Monsieur le ministre, pour conclure, je veux vous adresser mes voeux pour cette importante journée de demain. Puisse l'esprit d'innovation souffler ! Nous devons nous éloigner des sentiers bien balisés pour parvenir à une solution durable, non à un énième compromis transitoire et coûteux. C'est sur cette conclusion que nous nous quittons avant de nouveaux rendez-vous. Car, en ces temps de crise, les commissions des finances sont devenues un passage obligé. Nous aborderons bientôt la période budgétaire ; j'espère que celle-ci sera éclairée par l'accord trouvé demain.
Mme Nicole Bricq, rapporteure pour le Sénat de la CMP. - Très bien !
La discussion générale est close.
Vote sur l'ensemble
M. Dominique de Legge. - Nous adopterons, dans quelques instants, un troisième collectif pour sauver Dexia, dont nous savons l'importance pour nos collectivités.
Le groupe UMP soutient ce texte, et le déblocage de 3 milliards avant la fin de l'année pour les collectivités. Autant de signes que le Gouvernement ne laisse pas tomber les collectivités territoriales. Nous vous en félicitons.
Je salue le président Marini et remercie Mme Bricq pour son écoute. L'interdiction de versement des bonus et stock-options ou de dividendes par les banques aidées, sous certaines conditions, est opérante.
Le groupe UMP votera ce collectif tel qu'il ressort des travaux de la CMP. (Applaudissements à droite)

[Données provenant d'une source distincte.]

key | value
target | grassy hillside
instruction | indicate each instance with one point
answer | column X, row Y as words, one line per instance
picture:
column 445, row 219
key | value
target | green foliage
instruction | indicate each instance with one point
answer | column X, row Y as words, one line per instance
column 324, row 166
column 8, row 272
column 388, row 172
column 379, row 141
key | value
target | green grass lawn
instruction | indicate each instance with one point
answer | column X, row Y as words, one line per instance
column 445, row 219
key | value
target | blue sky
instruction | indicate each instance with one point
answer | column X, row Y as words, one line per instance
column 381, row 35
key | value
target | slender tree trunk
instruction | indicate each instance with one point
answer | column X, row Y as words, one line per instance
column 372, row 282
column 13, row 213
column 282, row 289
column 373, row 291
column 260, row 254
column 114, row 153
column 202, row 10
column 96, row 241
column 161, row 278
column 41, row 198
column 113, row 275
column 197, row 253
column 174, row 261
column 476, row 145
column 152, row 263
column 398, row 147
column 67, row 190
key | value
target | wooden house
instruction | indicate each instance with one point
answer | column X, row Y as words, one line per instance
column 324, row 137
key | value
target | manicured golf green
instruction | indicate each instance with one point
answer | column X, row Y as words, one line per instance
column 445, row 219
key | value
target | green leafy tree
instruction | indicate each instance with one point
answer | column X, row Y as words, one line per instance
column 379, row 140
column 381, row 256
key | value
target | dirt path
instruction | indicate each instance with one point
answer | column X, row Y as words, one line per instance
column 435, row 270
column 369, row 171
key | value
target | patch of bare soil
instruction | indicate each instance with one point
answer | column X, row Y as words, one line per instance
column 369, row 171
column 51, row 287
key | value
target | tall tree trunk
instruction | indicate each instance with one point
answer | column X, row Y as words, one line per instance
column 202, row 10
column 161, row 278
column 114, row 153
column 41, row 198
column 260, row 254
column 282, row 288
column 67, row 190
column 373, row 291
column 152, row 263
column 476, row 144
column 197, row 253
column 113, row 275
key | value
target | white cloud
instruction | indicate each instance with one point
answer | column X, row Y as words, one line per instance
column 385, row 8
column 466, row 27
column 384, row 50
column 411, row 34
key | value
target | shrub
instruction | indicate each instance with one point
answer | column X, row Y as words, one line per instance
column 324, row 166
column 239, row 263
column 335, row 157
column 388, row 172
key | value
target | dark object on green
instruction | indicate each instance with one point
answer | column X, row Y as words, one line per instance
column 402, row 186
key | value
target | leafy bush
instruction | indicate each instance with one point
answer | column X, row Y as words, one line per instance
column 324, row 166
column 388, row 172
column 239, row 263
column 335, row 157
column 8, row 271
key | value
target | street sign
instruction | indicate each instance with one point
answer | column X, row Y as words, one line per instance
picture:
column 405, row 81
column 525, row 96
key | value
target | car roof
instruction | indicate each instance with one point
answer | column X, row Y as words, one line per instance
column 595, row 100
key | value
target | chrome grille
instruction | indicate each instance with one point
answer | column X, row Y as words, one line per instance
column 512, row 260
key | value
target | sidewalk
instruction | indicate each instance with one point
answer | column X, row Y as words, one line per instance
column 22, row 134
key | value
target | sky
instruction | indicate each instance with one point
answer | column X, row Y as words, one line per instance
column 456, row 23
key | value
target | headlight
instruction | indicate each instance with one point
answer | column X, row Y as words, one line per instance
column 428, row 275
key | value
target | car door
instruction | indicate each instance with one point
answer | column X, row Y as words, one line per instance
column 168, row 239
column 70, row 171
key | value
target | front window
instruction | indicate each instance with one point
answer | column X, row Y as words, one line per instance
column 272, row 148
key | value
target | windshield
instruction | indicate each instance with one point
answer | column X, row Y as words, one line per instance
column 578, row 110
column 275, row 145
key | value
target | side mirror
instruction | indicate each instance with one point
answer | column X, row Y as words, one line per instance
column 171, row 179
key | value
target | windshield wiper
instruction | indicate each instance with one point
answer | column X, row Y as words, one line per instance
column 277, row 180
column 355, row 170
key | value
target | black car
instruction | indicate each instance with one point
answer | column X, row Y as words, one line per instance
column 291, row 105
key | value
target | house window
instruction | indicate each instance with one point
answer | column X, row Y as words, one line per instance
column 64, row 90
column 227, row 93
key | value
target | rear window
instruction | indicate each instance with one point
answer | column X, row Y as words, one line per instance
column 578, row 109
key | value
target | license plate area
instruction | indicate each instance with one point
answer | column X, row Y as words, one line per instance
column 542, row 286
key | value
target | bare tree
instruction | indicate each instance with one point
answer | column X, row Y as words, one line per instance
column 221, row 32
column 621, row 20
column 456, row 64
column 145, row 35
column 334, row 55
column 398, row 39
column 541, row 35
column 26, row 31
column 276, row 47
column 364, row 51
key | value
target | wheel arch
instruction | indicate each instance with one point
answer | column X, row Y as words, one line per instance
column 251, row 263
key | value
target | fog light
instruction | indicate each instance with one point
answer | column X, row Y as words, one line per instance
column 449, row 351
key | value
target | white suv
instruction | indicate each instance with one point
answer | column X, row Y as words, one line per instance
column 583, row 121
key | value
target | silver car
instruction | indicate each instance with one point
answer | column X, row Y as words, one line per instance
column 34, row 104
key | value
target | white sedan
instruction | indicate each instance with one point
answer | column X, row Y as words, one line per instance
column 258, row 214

Le projet de loi de finances rectificative est mis aux voix par scrutin public de droit.
M. le président. - Voici les résultats du scrutin :
Nombre de votants | 345 |
Nombre de suffrages exprimés | 344 |
Majorité absolue des suffrages exprimés | 173 |
Pour l'adoption | 323 |
Contre | 21 |
Le Sénat a adopté.
Mise au point au sujet d'un vote
M. Dominique de Legge. - Cet après-midi, c'est à tort que Gérard Larcher a été indiqué comme ne prenant pas part au vote : il entendait voter contre la motion de question préalable sur la proposition de loi visant à instaurer un service citoyen pour les mineurs délinquants.

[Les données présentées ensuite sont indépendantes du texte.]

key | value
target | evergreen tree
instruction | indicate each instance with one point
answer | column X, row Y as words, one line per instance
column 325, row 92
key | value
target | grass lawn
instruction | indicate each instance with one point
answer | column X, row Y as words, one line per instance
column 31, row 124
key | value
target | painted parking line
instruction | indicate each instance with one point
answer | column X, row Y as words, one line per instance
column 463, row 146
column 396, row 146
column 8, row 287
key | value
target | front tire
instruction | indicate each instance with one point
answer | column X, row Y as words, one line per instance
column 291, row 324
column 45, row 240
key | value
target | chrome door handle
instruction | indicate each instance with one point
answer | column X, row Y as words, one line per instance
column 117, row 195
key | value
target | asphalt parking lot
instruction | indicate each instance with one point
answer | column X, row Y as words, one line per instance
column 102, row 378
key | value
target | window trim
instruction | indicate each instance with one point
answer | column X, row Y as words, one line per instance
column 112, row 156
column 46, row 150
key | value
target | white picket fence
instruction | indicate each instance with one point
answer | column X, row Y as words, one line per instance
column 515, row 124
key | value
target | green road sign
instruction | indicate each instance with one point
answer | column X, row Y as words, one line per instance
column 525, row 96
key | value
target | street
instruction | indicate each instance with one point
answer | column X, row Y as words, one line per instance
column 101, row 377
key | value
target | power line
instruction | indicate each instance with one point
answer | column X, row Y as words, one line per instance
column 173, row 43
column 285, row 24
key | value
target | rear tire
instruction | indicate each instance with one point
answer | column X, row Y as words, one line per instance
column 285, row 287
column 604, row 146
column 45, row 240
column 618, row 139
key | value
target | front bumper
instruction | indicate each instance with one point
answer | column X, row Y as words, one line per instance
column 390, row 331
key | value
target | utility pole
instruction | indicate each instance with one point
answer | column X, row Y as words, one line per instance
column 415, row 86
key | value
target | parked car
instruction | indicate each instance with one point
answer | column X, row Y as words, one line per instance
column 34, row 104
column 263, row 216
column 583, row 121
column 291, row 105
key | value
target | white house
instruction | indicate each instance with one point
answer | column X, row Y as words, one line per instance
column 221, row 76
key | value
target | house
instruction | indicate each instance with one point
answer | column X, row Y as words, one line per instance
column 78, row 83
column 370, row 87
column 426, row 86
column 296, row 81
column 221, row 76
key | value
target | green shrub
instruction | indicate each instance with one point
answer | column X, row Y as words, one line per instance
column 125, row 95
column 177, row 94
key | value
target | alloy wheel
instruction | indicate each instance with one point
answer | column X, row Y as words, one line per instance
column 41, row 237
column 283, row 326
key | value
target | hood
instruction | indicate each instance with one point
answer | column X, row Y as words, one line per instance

M. le président. - Dont acte.
Prochaine séance demain, mercredi 26 octobre 2011, à 14 h 30.
La séance est levée à 22 h 35.
Jean-Luc Dealberto,
Directeur des comptes rendus analytiques
ORDRE DU JOUR
du mercredi 26 octobre 2011
Séance publique
À 14 heures 30 et le soir
- Projet de loi, adopté par l'Assemblée nationale après engagement de la procédure accélérée, relatif au renforcement de la sécurité sanitaire du médicament et des produits de santé (n° 5, 2011-2012).
Rapport de M. Bernard Cazeau, fait au nom de la commission des affaires sociales (n° 44, 2011-2012).
Texte de la commission (n° 45, 2011-2012).